Alçakgönüllü sebzemiz patates nasıl olduysa ilk olarak Amerika kıtasında
yeşermiş. İnkalar ona tanrısal bir anlam yüklemişler. İspanyol
istilacılar Güney Amerika kıtasında bugün Peru olarak bildiğimiz
ülkeyi
işgal ettiklerinde İnka hazineleri kadar patates de dikkatlerini
çekmiş.
Keşif ve istilanın başındaki kumandan Pizzaro, tamı tamına 1535
yılında
patatesi İspanya kralına takdim etmiş. Ne var ki kral hazretleri
bu tanıştırmadan
pek hoşlanmamışlar.
Bundan yaklaşık elli yıl sonra, bu kez bir İngiliz soylusu, Sir
Walter
Raleigh, Virginia'da patatesi yeniden keşfetmiş. İngiltere'ye
getirmiş.
Patates burada halk arasında ciddi bir ilgi görmüş.

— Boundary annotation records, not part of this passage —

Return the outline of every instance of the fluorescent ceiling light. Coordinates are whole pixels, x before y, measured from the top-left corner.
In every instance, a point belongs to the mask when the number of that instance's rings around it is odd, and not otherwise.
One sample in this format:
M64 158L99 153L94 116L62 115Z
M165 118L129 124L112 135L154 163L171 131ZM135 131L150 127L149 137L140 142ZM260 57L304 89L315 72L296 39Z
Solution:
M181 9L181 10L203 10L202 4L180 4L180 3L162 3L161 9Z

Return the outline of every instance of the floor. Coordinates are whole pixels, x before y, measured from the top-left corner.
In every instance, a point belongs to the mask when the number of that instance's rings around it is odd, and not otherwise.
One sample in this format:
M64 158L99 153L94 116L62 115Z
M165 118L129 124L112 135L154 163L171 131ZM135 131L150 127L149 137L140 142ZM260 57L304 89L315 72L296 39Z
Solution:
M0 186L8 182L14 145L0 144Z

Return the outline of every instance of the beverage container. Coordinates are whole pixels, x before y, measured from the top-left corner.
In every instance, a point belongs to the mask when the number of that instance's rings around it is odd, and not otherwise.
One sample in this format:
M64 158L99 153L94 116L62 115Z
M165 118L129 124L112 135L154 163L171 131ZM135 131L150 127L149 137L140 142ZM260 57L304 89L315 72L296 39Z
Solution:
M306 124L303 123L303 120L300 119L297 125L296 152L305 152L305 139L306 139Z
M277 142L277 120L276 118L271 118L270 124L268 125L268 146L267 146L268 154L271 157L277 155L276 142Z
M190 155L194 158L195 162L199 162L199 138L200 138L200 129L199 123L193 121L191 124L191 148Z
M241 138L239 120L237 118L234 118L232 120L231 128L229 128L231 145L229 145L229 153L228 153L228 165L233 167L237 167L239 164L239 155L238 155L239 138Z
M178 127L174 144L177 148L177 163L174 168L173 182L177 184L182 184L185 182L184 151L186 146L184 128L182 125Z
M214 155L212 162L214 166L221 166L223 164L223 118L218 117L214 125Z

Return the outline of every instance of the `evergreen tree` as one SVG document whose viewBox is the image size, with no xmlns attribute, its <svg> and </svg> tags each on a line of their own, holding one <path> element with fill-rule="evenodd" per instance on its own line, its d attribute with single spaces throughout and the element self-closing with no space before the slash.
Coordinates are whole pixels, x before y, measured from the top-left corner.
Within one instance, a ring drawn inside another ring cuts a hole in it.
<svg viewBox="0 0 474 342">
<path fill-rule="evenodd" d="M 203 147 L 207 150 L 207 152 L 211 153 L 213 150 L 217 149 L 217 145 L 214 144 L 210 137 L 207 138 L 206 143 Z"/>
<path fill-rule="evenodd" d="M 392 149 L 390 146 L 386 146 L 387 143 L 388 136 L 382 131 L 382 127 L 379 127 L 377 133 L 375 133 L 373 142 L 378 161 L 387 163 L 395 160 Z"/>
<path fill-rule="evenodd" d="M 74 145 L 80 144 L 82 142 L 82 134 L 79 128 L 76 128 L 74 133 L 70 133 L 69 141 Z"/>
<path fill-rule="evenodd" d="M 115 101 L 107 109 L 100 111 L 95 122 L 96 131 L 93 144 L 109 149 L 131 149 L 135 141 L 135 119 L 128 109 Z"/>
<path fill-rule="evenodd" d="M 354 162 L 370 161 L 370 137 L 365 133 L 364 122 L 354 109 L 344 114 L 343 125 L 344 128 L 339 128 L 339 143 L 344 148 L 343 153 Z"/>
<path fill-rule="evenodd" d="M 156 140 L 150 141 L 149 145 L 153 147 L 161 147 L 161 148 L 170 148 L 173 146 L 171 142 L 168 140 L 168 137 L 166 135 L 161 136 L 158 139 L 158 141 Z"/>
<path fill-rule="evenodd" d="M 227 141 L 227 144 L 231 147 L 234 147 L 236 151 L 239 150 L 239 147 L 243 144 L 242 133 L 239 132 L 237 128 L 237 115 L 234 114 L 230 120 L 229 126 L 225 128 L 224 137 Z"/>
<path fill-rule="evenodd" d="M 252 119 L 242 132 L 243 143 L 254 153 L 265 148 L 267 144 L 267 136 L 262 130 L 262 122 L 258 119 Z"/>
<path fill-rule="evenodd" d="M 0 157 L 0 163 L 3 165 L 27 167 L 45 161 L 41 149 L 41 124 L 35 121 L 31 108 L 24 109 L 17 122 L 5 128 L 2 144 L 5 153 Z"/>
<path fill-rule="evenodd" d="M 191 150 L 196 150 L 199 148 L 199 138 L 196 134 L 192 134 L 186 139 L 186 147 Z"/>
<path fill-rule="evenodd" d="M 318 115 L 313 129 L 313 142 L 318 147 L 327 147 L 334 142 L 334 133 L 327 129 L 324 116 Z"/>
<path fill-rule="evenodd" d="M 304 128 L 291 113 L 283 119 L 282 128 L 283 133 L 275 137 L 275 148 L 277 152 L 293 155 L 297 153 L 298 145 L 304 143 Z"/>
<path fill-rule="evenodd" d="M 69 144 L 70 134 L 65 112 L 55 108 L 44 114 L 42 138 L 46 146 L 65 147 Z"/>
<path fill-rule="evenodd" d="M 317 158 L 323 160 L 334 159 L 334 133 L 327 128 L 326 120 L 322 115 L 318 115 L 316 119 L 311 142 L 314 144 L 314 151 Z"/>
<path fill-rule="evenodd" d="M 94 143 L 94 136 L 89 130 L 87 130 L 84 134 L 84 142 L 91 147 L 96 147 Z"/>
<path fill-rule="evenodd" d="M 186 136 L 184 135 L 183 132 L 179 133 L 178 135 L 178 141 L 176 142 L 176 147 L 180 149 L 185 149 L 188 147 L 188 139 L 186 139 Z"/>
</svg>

Zamanla önce İtalya'da, sonra da Almanya, Rusya ve Fransa'da
patates tarımı
başlamış. Ancak İngiltere'nin aksine, buralarda patatese bir
hayvan
yemi muamelesi layık görülmüş. Bir de patates yetiştirilen
bölgelerdeki
köylüler yemeklerini yapmışlar bu sebzenin.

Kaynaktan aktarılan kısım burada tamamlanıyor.